FK506 inhibits the enhancing effects of transforming growth factor (TGF)-β1 on collagen expression and TGF-β/Smad signalling in keloid fibroblasts: implication for new therapeutic approach

Background Keloid is a unique proliferative disorder of fibroblasts resulting from derailment of the typical wound healing process. Due to lack of animal models for therapeutic testing, treatment of keloids remains a clinical challenge. Transforming growth factor (TGF)-beta 1-related signalling plays a key role in keloid formation. As tacrolimus (FK506) has been reported to inhibit the effects of TGF-beta 1 on cultured fibroblasts, we hypothesized that FK506 may be useful in treating keloids.
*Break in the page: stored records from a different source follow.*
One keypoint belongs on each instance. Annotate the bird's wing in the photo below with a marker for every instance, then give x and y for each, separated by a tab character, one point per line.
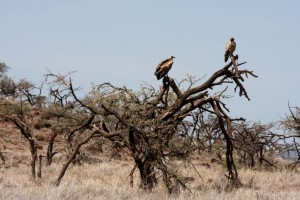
227	47
230	47
164	68
162	63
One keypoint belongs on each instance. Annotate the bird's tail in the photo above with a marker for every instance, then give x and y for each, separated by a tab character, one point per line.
226	56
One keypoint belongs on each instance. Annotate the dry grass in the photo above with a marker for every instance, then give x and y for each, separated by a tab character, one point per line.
109	180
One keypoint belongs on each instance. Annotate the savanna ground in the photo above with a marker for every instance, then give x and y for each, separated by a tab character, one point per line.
106	178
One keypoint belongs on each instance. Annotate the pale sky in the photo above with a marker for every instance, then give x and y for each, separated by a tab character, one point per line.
122	42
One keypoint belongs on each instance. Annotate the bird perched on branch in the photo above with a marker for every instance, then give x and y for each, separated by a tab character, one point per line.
164	67
230	47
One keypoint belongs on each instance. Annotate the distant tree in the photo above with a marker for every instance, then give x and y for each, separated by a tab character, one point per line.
7	86
291	124
3	68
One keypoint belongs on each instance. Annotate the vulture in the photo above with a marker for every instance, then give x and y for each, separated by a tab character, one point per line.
230	47
164	67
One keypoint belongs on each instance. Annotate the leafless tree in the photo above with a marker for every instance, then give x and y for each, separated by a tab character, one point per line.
146	121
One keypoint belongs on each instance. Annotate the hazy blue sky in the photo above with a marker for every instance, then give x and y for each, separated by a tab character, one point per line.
123	41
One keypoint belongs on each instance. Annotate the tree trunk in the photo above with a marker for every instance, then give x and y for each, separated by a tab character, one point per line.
50	153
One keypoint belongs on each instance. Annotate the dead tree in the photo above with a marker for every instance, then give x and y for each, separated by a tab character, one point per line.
146	121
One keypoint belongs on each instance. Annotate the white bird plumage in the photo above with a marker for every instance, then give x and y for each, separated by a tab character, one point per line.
164	67
230	47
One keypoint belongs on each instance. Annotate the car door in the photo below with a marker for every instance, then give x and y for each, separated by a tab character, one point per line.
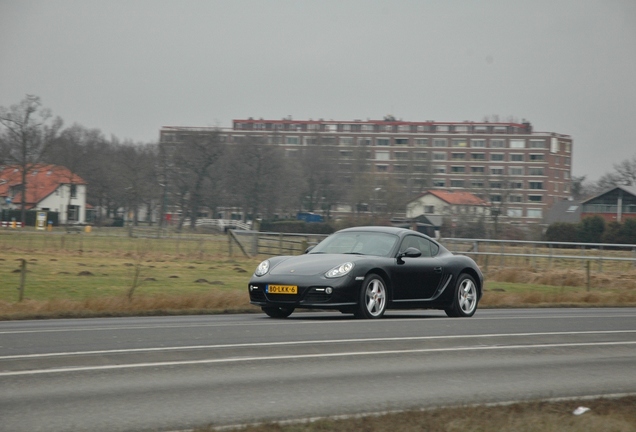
417	278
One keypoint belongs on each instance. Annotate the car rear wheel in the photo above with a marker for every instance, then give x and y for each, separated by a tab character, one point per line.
465	297
373	297
277	312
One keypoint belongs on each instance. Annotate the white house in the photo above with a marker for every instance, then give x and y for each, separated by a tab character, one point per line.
49	188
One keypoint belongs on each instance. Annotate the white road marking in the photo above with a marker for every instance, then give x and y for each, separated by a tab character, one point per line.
306	356
307	342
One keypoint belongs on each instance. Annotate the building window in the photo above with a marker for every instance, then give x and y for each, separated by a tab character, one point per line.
535	185
382	155
421	142
440	142
512	212
459	142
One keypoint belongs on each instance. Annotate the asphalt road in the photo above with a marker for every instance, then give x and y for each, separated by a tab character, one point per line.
174	373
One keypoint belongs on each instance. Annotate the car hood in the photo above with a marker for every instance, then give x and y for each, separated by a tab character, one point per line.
311	264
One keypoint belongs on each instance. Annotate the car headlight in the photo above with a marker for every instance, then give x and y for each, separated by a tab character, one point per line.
262	268
340	270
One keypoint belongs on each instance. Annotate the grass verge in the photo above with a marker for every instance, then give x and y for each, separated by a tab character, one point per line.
77	276
604	415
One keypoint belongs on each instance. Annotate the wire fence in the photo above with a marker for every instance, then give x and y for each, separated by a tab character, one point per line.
545	255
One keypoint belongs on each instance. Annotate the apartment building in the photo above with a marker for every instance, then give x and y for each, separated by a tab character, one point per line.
521	172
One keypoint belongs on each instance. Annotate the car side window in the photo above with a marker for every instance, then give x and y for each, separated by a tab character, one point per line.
426	247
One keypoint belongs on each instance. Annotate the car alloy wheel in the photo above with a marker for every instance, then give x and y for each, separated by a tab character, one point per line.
373	297
465	297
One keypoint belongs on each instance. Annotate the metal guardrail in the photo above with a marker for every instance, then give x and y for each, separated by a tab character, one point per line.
541	252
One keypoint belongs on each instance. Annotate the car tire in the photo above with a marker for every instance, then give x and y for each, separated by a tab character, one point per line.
465	298
373	298
277	312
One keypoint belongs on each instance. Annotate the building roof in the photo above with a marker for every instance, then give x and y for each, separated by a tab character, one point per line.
456	197
629	189
42	181
564	211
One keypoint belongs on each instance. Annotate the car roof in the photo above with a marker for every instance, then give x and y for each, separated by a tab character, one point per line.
384	229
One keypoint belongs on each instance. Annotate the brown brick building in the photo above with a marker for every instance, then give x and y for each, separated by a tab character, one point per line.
520	171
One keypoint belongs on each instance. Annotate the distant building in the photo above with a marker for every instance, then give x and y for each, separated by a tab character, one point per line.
49	188
435	205
521	171
616	204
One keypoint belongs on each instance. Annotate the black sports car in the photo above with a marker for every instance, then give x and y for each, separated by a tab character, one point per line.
367	270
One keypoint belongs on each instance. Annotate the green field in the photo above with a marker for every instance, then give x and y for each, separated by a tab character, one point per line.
107	272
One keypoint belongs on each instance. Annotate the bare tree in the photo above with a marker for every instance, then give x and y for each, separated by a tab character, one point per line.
196	169
27	133
257	177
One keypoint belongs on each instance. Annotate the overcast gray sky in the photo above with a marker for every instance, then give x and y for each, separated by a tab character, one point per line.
130	67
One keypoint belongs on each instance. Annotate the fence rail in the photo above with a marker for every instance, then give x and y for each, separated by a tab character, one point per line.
546	255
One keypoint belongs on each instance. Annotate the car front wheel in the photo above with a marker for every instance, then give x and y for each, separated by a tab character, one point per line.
373	297
465	297
277	312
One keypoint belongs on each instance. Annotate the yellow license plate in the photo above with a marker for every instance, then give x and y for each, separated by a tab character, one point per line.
282	289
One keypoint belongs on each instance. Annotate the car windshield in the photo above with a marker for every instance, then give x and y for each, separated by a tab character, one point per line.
357	242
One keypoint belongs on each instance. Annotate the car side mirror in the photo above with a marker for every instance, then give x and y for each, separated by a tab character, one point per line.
409	253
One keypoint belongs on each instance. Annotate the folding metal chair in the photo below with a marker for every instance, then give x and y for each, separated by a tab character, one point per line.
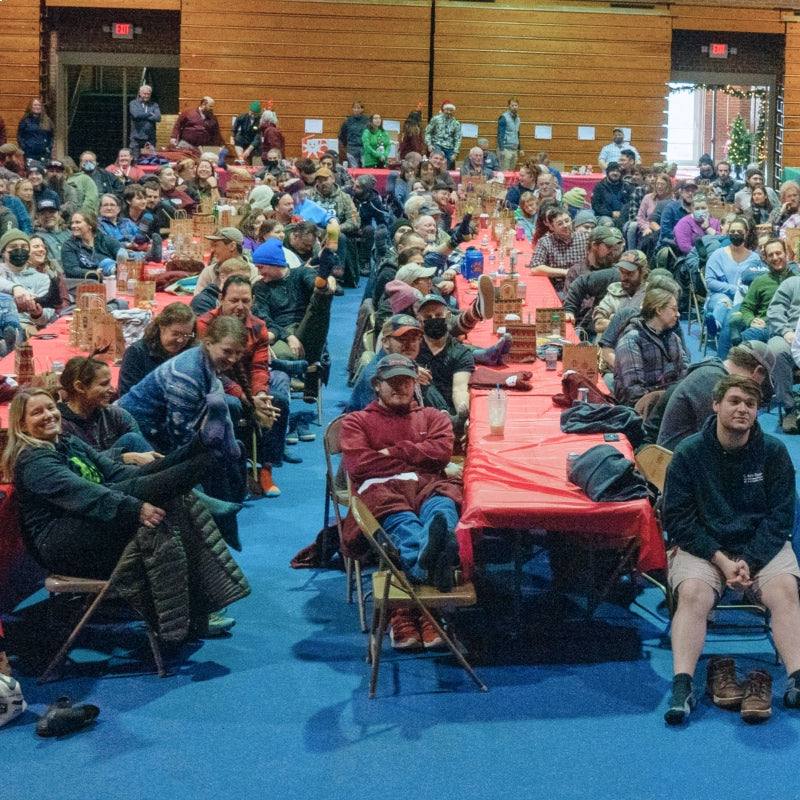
95	592
337	493
392	590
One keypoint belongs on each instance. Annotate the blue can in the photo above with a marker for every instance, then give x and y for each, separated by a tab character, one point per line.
472	264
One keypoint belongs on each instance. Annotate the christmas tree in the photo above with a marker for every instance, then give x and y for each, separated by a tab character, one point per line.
740	141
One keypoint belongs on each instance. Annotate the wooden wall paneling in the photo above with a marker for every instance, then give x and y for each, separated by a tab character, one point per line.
312	58
19	76
791	97
568	68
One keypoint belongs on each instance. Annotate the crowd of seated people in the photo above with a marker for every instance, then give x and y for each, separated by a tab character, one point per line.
308	230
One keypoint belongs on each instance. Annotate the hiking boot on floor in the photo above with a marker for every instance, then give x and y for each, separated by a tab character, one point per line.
757	700
791	698
404	632
723	685
682	700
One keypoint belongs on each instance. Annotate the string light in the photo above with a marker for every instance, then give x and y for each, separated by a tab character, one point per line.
760	136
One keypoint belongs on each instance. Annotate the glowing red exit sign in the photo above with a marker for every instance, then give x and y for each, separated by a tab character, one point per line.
718	50
122	30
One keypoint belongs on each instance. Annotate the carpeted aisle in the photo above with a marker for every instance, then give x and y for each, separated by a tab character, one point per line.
280	708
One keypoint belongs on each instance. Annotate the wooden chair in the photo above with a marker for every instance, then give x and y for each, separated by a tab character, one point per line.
94	592
337	493
392	589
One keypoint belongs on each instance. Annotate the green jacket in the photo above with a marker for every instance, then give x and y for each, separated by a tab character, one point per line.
760	294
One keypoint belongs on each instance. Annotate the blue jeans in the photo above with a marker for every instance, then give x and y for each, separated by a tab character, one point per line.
409	532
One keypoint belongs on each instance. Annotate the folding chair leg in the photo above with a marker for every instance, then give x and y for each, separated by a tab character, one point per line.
362	614
67	646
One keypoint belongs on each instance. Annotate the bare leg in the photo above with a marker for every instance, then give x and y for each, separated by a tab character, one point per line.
695	599
780	596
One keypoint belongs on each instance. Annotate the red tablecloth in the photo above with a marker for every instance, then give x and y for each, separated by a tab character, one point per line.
519	481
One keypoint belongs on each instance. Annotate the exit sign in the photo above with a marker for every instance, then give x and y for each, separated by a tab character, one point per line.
122	30
718	50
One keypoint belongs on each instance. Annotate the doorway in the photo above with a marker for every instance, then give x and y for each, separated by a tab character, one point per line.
94	91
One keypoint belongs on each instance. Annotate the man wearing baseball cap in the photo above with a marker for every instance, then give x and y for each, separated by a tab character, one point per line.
611	152
395	452
444	131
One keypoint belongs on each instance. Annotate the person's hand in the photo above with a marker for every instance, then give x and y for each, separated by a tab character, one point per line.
150	515
140	459
296	346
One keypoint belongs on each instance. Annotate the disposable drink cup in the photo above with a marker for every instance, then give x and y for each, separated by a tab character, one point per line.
498	400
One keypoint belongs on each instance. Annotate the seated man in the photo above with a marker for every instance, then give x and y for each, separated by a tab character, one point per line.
449	362
402	334
395	453
296	305
729	505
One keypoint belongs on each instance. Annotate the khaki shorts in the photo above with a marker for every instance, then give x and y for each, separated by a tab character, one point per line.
682	565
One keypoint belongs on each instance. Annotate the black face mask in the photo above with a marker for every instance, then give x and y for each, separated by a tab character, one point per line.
435	327
18	257
737	239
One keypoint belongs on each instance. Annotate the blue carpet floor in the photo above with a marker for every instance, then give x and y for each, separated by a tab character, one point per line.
280	708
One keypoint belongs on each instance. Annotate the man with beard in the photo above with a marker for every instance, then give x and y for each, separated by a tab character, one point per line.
395	453
41	191
610	196
50	226
197	127
328	195
725	187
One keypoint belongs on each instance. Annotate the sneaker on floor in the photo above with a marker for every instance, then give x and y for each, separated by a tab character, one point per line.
431	640
404	632
304	432
757	700
723	685
681	702
215	625
484	305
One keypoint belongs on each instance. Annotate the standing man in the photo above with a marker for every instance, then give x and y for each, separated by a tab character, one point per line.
350	141
244	133
508	145
444	132
729	506
197	127
144	116
611	152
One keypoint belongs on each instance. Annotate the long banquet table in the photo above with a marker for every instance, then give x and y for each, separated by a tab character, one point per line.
518	481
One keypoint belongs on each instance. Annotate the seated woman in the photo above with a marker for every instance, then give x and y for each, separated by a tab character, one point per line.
170	333
81	511
89	415
41	261
89	249
205	185
729	270
113	224
170	403
527	214
649	355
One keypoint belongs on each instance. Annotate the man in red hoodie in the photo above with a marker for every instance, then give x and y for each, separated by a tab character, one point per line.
395	453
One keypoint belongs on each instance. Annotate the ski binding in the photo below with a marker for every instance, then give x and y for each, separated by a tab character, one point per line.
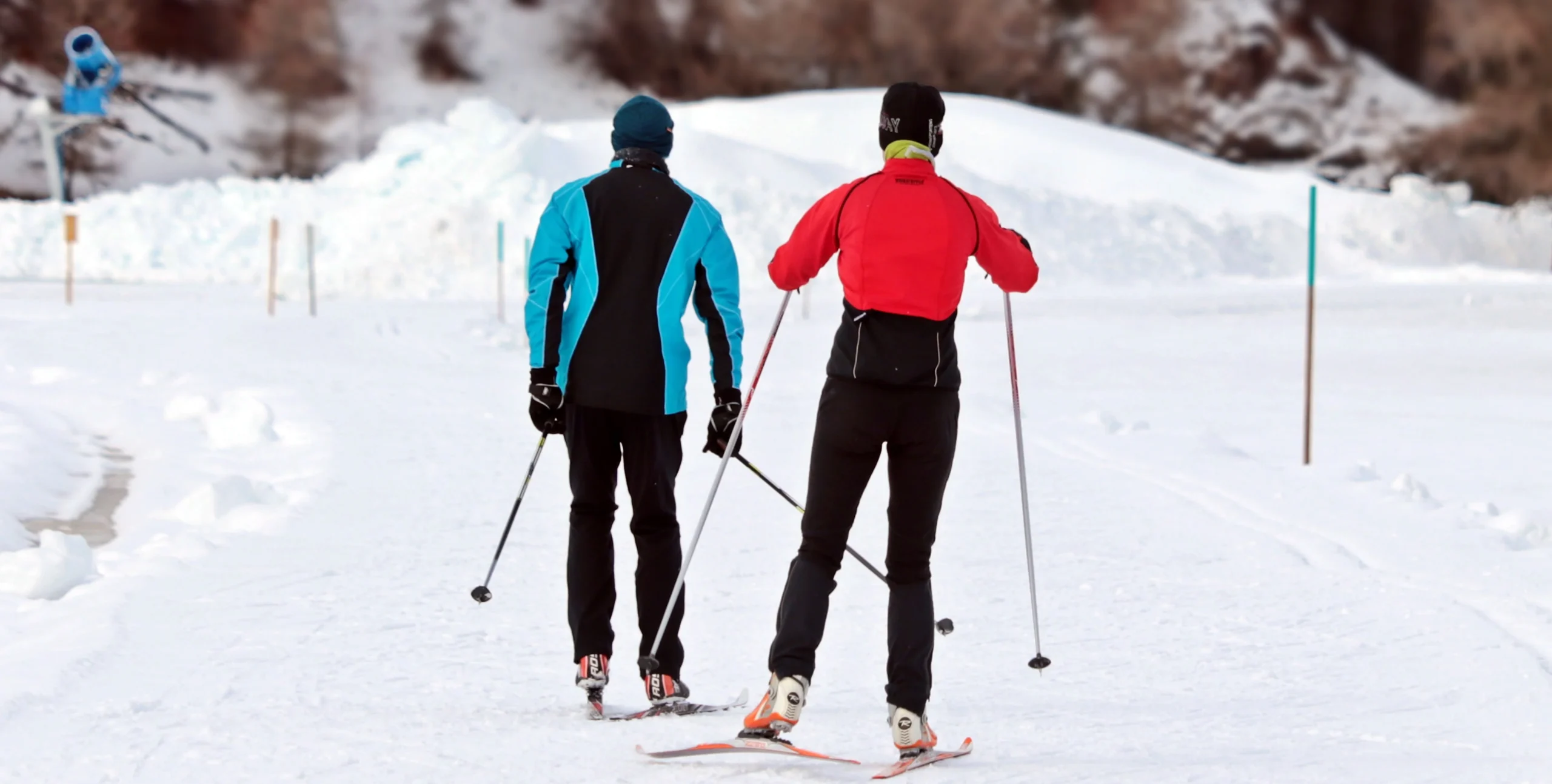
926	758
674	708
Objectives To explore the effects of FK506 on TGF-beta 1-stimulated keloid fibroblasts (KFs) in terms of proliferation, migration and collagen production and to investigate the regulatory pathways involved. Methods Fibroblasts derived from keloids were treated with TGF-beta 1 with or without FK506. Relevant assays including 5-bromo-2'-deoxyuridine incorporation assay, in vitro scratch assay, reverse transcription-polymerase chain reaction (PCR), quantitative PCR and Western blotting were performed. Results The proliferation and migration of KFs were significantly higher than those of normal fibroblasts. FK506 markedly inhibited KF proliferation, migration and collagen production enhanced by TGF-beta 1. The increase in TGF-beta receptor I and II expression in TGF-beta 1-treated KFs was suppressed by FK506 treatment. TGF-beta 1 increased the phosphorylation of Smad2/3 and Smad4 in KFs, and this enhancing effect was abrogated by FK506. In addition, FK506 significantly increased the expression of Smad7 which was suppressed by TGF-beta 1 treatment. Conclusions Our results demonstrate that FK506 effectively blocks the TGF-beta/Smad signalling pathway in KFs by downregulation of TGF-beta receptors and suggest that FK506 may be included in the armamentarium for treating keloids.